Five Flavours Film Festival
- Location: Warsaw, Poland
- Founded: 2007
- Language: Polish English
- Website: piecsmakow.pl

= Five Flavours Film Festival =

Polish film festival

Five Flavours Film Festival (Festiwal Filmowy Pięć Smaków) is an annual film festival held in Warsaw, Poland. It is focused on the cinema of Southeast and East Asia. It commenced in 2007 as a Vietnamese film review and later expanded to include films from other Asian nations, to become one of the most important events of its kind in Europe. Among its guests were many revered Asian filmmakers, including Fruit Chan, Noboru Iguchi, Miwa Nishikawa, Pen-Ek Ratanaruang, Pema Tseden and Midi Z. The festival also engages in educational projects, publishes books on Asian film and, since 2017, it has also started acting as a film distribution company, bringing selected Asian films to broader Polish audience.

==New Asian Cinema competition==
===People's Jury Award===
The People's Jury is composed of non-professionals (such as bloggers and film students of all ages) interested in Asian cinema and culture. To participate, the volunteers apply by sending short essays or visual impressions on Asian film. This criterion for jury selection is quite unique among film festivals worldwide. There was no competitive section during the first five editions of the festival (2007–2011), thus, the first prize was awarded in 2012. The 2020 edition was conducted exclusively online due to the COVID-19 pandemic.
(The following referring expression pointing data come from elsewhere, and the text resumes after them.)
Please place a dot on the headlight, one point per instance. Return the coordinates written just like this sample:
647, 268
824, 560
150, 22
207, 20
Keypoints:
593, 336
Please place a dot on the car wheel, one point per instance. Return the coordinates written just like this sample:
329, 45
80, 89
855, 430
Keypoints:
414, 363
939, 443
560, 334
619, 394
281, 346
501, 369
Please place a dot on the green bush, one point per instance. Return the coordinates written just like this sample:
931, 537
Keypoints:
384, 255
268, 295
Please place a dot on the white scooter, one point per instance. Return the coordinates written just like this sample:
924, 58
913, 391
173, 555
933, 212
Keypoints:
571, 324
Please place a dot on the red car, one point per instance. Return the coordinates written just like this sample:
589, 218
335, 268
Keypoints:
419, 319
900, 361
| Year | Film | Original title | Director | Country |
|---|---|---|---|---|
| 2012 | P-047 | แต่เพียงผู้เดียว | Kongdej Jaturanrasamee | Thailand |
| 2013 | 36 |  | Nawapol Thamrongrattanarit | Thailand |
| 2014 | Exit | 迴光奏鳴曲 | Chienn Hsiang | Taiwan |
| 2015 | 0.5 mm | 0.5ミリ | Momoko Ando | Japan |
| 2016 | Apocalypse Child |  | Mario Cornejo | Philippines |
| 2017 | Free and Easy | 轻松+愉快 | Geng Jun | Hong Kong |
| 2018 | Die Tomorrow | ดาย ทูมอร์โรว์ | Nawapol Thamrongrattanarit | Thailand |
| 2019 | Balloon | 气球 | Pema Tseden | China |
| 2021 | Spring Tide | 春潮 | Yang Tian-yi | China |
| 2022 | Arnold is a Model Student | อานนเป็นนักเรียนตัวอย่าง | Sorayos Prapapan | Thailand |
| 2023 | A Wild Roomer | 괴인 | Lee Jeong-hong | South Korea |
| 2024 | Monisme |  | Riar Rizaldi | Indonesia |
| 2025 | An Errand |  | Dominic Bekaert | Philippines |

===Netpac Jury Award===
Apart from the People's Jury, there was a separate jury during 2016 and 2017 editions of the festival. It was helmed by the NETPAC organization. Their awards went to Tharlo (Pema Tseden, China) in 2016 and Marlina the Murderer in Four Acts (Mouly Surya, Indonesia) in 2017.